Monday, May 29th 2023

TSMC N3 Nodes Show SRAM Scaling is Hitting the Wall

When TSMC introduced its N3 lineup of nodes, the company only talked about the logic scaling of the two new semiconductor manufacturing steps. However, it turns out that there was a reason for it, as WikiChip confirms that the SRAM bit cells of N3 nodes are almost identical to the SRAM bit cells of N5 nodes. At TSMC 2023 Technology Symposium, TSMC presented additional details about its N3 node lineup, including logic and SRAM density. For starters, the N3 node is TSMC's "3 nm" node family that has two products: a Base N3 node (N3B) and an Enhanced N3 node (N3E). The base N3B uses a new (for TSMC) self-aligned contact (SAC) scheme that Intel introduced back in 2011 with a 22 nm node, which improves the node's yield.
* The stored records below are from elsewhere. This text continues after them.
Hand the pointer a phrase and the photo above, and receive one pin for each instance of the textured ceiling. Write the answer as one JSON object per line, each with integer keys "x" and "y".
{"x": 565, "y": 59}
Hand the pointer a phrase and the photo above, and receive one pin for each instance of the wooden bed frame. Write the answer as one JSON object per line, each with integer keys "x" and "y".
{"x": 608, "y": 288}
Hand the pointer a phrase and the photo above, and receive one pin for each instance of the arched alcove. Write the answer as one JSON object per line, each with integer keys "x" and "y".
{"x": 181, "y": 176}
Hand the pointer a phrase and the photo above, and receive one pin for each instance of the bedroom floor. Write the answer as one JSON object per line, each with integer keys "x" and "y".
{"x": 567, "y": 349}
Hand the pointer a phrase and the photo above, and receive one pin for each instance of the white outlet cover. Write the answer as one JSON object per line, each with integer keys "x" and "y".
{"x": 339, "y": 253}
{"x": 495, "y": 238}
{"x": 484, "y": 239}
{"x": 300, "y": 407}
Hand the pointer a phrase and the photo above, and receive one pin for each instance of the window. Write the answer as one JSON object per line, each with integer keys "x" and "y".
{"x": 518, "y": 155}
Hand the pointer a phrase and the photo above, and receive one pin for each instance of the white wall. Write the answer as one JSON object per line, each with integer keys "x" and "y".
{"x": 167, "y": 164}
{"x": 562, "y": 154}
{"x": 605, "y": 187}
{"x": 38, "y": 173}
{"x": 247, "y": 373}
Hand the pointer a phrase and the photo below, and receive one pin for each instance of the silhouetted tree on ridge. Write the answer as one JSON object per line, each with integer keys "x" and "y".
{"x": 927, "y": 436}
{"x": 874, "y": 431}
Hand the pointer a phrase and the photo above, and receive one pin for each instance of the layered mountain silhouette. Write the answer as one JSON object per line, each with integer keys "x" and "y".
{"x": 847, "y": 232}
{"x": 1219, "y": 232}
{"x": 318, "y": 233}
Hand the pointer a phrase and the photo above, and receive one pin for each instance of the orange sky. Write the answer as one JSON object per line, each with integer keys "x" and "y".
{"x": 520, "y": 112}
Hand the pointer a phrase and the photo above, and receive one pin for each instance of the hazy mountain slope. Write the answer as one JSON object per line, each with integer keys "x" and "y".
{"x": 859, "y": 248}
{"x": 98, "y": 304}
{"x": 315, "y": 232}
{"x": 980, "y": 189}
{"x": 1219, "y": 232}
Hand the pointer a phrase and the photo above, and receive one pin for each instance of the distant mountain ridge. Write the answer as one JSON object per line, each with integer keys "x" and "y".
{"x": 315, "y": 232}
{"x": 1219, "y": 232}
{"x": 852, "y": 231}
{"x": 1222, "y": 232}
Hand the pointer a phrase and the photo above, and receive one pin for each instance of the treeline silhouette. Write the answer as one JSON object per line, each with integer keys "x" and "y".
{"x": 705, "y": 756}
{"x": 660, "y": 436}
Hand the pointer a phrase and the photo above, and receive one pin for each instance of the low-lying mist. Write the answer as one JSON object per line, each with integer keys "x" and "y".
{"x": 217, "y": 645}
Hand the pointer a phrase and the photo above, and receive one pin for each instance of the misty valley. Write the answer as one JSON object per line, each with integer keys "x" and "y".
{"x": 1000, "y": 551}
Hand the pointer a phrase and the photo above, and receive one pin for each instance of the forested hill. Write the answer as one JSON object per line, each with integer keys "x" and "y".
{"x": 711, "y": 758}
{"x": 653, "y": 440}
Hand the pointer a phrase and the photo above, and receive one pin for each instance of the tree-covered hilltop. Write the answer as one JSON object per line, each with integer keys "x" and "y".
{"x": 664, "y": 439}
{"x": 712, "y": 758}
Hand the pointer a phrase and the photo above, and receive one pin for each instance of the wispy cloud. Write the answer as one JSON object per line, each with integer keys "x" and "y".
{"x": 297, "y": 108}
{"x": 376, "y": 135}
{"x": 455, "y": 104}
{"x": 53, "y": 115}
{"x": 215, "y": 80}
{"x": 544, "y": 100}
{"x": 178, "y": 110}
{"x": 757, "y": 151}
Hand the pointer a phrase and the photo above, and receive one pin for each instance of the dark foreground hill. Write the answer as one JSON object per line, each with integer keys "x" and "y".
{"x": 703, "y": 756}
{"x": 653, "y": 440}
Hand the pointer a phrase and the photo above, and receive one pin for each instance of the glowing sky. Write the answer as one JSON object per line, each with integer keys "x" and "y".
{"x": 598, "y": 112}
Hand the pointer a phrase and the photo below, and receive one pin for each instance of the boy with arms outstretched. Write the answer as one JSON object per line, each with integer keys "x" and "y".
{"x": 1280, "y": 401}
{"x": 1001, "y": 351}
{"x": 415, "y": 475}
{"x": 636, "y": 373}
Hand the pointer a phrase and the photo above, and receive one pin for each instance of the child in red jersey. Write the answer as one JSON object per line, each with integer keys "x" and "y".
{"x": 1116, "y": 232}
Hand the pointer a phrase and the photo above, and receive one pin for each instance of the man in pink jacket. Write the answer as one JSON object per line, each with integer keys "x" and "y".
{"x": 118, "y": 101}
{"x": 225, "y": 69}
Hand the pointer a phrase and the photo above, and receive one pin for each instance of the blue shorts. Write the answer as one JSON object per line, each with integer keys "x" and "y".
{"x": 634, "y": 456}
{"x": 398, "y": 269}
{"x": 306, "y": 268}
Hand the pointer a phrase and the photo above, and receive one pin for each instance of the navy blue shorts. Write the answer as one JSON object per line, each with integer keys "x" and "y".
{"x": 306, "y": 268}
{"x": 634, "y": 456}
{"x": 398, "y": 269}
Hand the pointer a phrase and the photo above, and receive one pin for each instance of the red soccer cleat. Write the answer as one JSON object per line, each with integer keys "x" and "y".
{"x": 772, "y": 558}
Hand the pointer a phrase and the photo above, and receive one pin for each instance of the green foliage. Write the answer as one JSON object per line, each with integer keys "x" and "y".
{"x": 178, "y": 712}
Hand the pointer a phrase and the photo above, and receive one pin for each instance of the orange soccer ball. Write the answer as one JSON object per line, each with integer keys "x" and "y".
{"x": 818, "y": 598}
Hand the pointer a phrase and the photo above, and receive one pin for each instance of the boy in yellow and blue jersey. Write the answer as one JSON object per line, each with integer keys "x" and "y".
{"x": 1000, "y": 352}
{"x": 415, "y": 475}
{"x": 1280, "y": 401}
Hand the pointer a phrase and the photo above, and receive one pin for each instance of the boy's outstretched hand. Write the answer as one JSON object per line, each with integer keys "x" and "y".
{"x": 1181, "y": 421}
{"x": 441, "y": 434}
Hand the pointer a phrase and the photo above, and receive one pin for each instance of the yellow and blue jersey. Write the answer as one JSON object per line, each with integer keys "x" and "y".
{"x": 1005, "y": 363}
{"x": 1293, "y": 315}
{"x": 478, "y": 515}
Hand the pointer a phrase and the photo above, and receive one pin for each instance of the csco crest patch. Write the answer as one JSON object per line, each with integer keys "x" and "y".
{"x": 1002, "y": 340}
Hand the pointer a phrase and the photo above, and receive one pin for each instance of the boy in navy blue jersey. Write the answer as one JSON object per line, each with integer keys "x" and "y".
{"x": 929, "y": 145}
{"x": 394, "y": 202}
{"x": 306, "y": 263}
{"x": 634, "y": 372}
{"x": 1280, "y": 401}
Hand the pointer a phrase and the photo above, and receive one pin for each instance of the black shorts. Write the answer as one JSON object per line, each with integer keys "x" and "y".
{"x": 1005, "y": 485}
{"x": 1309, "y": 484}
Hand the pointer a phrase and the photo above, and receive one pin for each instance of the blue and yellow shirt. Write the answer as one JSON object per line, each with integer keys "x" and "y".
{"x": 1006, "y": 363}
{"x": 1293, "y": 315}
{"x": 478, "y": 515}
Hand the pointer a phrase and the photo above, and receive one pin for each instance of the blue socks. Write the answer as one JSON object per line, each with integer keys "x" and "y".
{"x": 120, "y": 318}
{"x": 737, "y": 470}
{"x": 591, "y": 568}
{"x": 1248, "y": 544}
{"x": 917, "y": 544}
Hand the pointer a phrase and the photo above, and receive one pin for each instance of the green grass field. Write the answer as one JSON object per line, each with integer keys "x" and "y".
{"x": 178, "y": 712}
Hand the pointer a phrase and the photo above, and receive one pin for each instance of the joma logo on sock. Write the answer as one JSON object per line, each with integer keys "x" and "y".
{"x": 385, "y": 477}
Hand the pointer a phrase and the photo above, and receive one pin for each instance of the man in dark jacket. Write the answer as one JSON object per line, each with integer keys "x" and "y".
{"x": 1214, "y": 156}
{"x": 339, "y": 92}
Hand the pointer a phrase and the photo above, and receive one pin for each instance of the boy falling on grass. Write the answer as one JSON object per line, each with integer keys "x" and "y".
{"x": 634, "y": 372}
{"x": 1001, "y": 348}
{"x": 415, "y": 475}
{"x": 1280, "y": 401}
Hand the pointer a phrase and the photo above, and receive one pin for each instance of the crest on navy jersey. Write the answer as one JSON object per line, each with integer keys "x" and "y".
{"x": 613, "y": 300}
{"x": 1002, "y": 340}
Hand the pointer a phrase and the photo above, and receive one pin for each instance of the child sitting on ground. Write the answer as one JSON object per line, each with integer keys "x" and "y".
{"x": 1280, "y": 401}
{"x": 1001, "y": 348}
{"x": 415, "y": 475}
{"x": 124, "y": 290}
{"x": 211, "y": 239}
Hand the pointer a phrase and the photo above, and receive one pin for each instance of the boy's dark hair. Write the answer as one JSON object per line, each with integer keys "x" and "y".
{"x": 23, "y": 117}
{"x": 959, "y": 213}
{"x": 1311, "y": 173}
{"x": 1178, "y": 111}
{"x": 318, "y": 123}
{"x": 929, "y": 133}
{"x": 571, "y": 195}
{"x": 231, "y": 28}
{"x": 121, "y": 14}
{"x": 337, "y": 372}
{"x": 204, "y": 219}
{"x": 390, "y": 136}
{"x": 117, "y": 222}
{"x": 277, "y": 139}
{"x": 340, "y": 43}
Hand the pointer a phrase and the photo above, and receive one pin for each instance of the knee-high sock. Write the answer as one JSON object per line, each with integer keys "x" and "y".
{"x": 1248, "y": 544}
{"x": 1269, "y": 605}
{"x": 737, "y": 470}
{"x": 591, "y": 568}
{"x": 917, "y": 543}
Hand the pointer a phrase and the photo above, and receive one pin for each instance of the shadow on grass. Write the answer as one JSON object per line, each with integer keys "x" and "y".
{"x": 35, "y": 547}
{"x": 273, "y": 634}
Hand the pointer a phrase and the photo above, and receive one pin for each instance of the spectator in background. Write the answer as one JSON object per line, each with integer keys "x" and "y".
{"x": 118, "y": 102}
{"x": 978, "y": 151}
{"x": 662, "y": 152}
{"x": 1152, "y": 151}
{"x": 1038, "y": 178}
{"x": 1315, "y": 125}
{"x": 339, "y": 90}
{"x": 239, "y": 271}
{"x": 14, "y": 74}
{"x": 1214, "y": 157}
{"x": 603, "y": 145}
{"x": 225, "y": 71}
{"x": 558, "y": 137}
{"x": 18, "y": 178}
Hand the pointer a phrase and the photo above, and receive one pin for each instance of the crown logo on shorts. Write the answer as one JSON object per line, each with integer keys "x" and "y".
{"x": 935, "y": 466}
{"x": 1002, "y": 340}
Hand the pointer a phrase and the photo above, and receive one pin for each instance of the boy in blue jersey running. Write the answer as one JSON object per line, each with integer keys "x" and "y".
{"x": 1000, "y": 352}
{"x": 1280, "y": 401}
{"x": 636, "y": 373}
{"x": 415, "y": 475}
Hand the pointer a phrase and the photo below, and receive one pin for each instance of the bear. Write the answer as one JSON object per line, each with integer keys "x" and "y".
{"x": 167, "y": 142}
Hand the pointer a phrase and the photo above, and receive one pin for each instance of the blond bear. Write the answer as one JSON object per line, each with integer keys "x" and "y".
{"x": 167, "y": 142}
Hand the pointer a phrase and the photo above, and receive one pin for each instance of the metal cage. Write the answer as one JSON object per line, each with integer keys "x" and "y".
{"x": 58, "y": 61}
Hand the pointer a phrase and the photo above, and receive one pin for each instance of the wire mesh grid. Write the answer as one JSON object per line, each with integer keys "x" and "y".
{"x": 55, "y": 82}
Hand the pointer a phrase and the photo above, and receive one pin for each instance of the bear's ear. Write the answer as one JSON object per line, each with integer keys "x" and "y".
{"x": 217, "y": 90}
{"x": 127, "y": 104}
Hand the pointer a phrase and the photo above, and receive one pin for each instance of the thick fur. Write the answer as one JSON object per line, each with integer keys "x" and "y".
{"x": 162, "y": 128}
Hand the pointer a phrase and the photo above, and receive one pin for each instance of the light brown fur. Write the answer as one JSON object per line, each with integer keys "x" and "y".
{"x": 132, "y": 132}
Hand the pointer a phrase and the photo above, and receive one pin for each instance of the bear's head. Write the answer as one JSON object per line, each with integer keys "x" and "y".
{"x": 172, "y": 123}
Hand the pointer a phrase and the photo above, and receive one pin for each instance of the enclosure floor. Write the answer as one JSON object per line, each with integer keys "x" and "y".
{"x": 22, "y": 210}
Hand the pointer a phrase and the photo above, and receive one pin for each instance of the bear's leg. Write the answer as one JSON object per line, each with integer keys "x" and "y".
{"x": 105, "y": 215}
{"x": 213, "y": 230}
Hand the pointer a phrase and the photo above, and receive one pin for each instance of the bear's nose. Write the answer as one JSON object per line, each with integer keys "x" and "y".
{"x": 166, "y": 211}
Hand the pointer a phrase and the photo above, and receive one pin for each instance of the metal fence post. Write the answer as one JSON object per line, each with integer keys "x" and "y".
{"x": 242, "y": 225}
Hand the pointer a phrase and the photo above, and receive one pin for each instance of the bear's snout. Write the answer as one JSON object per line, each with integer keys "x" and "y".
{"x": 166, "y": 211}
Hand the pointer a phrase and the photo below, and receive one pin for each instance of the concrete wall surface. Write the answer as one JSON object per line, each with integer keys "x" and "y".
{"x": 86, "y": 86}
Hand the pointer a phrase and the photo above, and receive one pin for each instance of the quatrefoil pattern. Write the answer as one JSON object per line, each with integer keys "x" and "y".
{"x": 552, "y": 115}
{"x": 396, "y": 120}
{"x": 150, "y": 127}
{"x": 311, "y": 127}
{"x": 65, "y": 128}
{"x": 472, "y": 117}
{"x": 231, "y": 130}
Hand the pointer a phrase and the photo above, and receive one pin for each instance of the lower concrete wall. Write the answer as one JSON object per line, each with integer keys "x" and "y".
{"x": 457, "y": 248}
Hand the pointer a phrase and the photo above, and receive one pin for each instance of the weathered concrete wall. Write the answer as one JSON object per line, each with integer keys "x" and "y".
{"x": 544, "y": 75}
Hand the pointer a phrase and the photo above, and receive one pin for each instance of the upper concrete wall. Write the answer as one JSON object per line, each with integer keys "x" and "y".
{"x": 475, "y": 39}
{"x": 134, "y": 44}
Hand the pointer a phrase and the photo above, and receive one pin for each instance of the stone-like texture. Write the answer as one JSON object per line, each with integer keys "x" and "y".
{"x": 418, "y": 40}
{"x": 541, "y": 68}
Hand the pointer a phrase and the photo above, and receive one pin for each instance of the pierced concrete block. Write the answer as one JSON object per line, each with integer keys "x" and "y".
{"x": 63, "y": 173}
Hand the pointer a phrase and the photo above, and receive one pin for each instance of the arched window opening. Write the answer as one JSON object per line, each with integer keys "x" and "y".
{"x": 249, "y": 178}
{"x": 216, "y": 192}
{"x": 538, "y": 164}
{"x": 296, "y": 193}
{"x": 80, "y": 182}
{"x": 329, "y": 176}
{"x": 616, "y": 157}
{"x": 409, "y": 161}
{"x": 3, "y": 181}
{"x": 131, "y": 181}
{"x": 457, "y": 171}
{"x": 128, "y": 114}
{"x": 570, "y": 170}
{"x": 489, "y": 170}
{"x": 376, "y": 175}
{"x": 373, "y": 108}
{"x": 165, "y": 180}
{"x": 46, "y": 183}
Regardless of N3's logic density improvements compared to the "last-generation" N5, the SRAM density is almost identical. Initially, TSMC claimed N3B SRAM density was 1.2x over the N5 process. However, recent information shows that the actual SRAM density is merely a 5% difference. With SRAM taking a large portion of the transistor and area budget of a processor, N3B's soaring manufacturing costs are harder to justify when there is almost no area improvement. For some time, SRAM scaling wasn't following logic scaling; however, the two have now completely decoupled.
Source: WikiChip
Add your own comment

31 Comments on TSMC N3 Nodes Show SRAM Scaling is Hitting the Wall

#1
TristanX
there is no problem with small size of caches, but problem with unoptimized software.
For well optimized software, few megabytes of cache is sufficient
Posted on Reply
#2
mechtech
When you take the time to look at the graph and realize its logarithmic on the area, it has been flatlined since 5nm, and if you include 7nm, it's still a pretty flat line.
Posted on Reply
#3
Wye
TristanXthere is no problem with small size of caches, but problem with unoptimized software.
For well optimized software, few magabytes of cache is sufficient
MAGA bytes now? Damn, the Trump fans are getting desperate.
Posted on Reply
#4
Count von Schwalbe
How long until the SRAM is on a separate chip entirely (think X3D style) and the logic chip is only cores and interconnect?
Posted on Reply
#5
AnotherReader
Backside power delivery, or PowerVia in Intel parlance, should help with SRAM scaling. Nanosheet transistors will also help, but these are all slated for either Intel's 20A node or TSMC's N2P node. These aren't expected to be available until 2024 and 2026 respectively.
Count von SchwalbeHow long until the SRAM is on a separate chip entirely (think X3D style) and the logic chip is only cores and interconnect?
That will increase latency of SRAM as off-chip communication is costly in both latency and power. It could only be done with large, last level caches like AMD's LLC for RDNA3. Smaller caches like L1 and L2 will remain on-chip.
Posted on Reply
#6
TumbleGeorge
It's a miracle that some SRAM scaling still fits between 7nm and 3nm. ASML's 3000 series(3400&3600) lithography scanners are both fully identical wavelengths.
Posted on Reply
#7
AnotherReader
TumbleGeorgeIt's a miracle that some SRAM scaling still fits between 7nm and 3nm. ASML's 3000 series(3400&3600) lithography scanners are both fully identical wavelengths.
It's not a miracle. The light source is a necessary part of the process, but it doesn't govern the minimum size of the current processes which are all greater than 13.5 nm. Besides, N7 doesn't use EUV. Instead, it uses light with a wavelength of 193 nm.
Posted on Reply
#8
thegnome
TumbleGeorgeIt's a miracle that some SRAM scaling still fits between 7nm and 3nm. ASML's 3000 series(3400&3600) lithography scanners are both fully identical wavelengths.
Any chance of any new scanners having shorter wavelengths then? If we can't go further than that we'll be stuck with the chips only getting tiny improvements.
Posted on Reply
#10
TumbleGeorge
AnotherReaderN7 doesn't use EUV
Yes, N7 doesn't use EUV, but there is much more than one "7"nm variants.
Posted on Reply
#11
TheoneandonlyMrK
Count von SchwalbeHow long until the SRAM is on a separate chip entirely (think X3D style) and the logic chip is only cores and interconnect?
You answered your own question x3D already brought that.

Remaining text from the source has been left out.